Rust: I know that’s definitely a preoccupation with us when we’re making this show. I think the thing that bonds Gillian and myself and Lesley [Arfin] and Judd is that the four of us, in our personal lives or just out in the world, get a little exhausted by people frontin’—putting out an image of themselves as like, “I’m cool,” or “I have it together,” or “I’m smart. You should get with me.” There’s something that’s really been exciting about doing scenes together, seeing how much we can be bold enough to strip that away and make people look vulnerable, or not so cool or not so smart.

What makes Netflix the right berth for the show?

Jacobs: On Community, we would have to just cut chunks of episodes, and things that Dan Harmon absolutely loved—jokes or runs that were great, but it had to be twenty-two minutes on the dot. It’s nice, with this, to feel like, when you’re reading the script, that’s pretty much what you’re going to see in the episode.
Rust: When I’ve acted on other things, there was always the “pace it up” note. Just on a technical level, being able to be slow and act the scenes at whatever length feels best, as opposed to, “How are we going to cram this into a minute and a half?”
Jacobs: You don’t have a metronome in the back of your head.
Rust: Yeah. I know all of us in the writers’ room really thank our lucky stars that we get to work on something that feels like it’s scratching the surface of a new way of telling a story—being able to do episodes of varying degrees [of length], and consider ten episodes as one whole story, as opposed to ten separate chunks. Also what feels good is, with Netflix, there’s no commercials or product placement, so we can use a product name in a way that’s not always flattering. [Laughs] That was actually a really great liberation. We said something about McDonalds a couple weeks ago, and I was like, “Oh, I’m so glad that we have the freedom to even make a joke like that.”

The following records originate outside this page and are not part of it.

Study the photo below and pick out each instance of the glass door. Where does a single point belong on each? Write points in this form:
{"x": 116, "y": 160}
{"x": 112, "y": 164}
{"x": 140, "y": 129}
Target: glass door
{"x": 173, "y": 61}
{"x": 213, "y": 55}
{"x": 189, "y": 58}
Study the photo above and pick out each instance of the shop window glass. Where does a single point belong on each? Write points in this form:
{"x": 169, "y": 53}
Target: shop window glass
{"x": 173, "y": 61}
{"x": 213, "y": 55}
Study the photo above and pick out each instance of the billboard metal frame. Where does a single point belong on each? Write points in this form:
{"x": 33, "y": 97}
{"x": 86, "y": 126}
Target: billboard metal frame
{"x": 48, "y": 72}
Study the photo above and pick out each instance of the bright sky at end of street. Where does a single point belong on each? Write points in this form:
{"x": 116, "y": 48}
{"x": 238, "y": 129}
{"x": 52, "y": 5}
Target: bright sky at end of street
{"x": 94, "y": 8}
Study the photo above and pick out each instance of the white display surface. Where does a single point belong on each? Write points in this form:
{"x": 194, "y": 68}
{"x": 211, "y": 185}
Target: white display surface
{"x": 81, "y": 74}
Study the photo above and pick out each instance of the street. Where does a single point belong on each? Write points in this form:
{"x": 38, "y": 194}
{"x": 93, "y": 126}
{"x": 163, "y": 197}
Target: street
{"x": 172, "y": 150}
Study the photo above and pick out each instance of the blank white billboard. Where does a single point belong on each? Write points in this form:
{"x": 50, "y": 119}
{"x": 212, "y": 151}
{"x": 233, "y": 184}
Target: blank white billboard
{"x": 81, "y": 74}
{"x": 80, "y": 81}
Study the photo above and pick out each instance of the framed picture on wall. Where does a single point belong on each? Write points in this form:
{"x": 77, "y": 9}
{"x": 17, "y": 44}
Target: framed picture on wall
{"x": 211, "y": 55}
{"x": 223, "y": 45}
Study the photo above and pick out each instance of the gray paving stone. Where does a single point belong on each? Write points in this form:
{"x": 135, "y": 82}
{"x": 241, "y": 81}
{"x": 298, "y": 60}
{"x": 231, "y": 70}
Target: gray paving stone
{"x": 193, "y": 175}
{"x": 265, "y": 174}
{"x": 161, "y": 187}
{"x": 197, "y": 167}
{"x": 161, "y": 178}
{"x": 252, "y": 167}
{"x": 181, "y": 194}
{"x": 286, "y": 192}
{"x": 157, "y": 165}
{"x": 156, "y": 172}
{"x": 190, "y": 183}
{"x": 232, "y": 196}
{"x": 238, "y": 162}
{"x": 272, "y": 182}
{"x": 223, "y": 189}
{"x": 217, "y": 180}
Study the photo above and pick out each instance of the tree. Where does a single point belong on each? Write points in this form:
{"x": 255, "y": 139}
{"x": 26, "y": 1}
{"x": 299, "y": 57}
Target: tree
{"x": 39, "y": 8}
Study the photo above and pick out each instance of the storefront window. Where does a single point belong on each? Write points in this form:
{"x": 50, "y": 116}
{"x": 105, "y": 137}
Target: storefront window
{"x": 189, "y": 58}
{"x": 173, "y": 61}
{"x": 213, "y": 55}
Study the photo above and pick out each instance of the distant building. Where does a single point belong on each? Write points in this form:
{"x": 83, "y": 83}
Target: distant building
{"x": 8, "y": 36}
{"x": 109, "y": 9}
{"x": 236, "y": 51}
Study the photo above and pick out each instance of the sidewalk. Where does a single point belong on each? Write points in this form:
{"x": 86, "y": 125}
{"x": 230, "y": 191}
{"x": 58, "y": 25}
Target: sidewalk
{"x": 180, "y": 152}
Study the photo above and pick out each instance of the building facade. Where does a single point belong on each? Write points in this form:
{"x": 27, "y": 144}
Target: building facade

Jacobs: We were so dependent on those deals at Community to even just keep going sometimes. [Laughs]
Rust: You gotta say the nice thing about Subway?
Jacobs: Honda saved our butt in Season 6. They’re like, “Do you ever want to be able to shoot outside?” I always felt like Dan did them in such a smart and interesting way, but it’s nice to feel completely separate from all of that. Even just knowing that we were doing two seasons up front was such a mental relief. People aren’t operating out of fear as much.
Rust: It affected everything, knowing that we had 22 episodes guaranteed ahead of us. It not only let us stretch our legs with the storytelling and do something that was a little more patient, but also push it a little further in terms of, will you like the characterizations of these people? I think if we were going week to week, we would have been like, “All right, we have to have it by episodes two and three that they save the cat!”
Jacobs: Instead, in episode 10 we save the cat!

What can we expect from the second season?

Rust: Season 2 is still continuing this thing that we set up in a way that resembles our experiences, which is like, missed connections, expectations that are either met or unfulfilled. And with this one, I think it’s specifically just the two characters recognizing that they want to try to make it work.
Jacobs: The thing that I like about this show is that there are no neat resolutions to issues that these characters are facing; they continue to grapple with them, and they might make progress, but they’re still struggling with other things. And, a lot of great actors. That’s the other thing—beyond Iris and Claudia, there’s just so many great actors on this show, and selfishly, that’s just so much fun.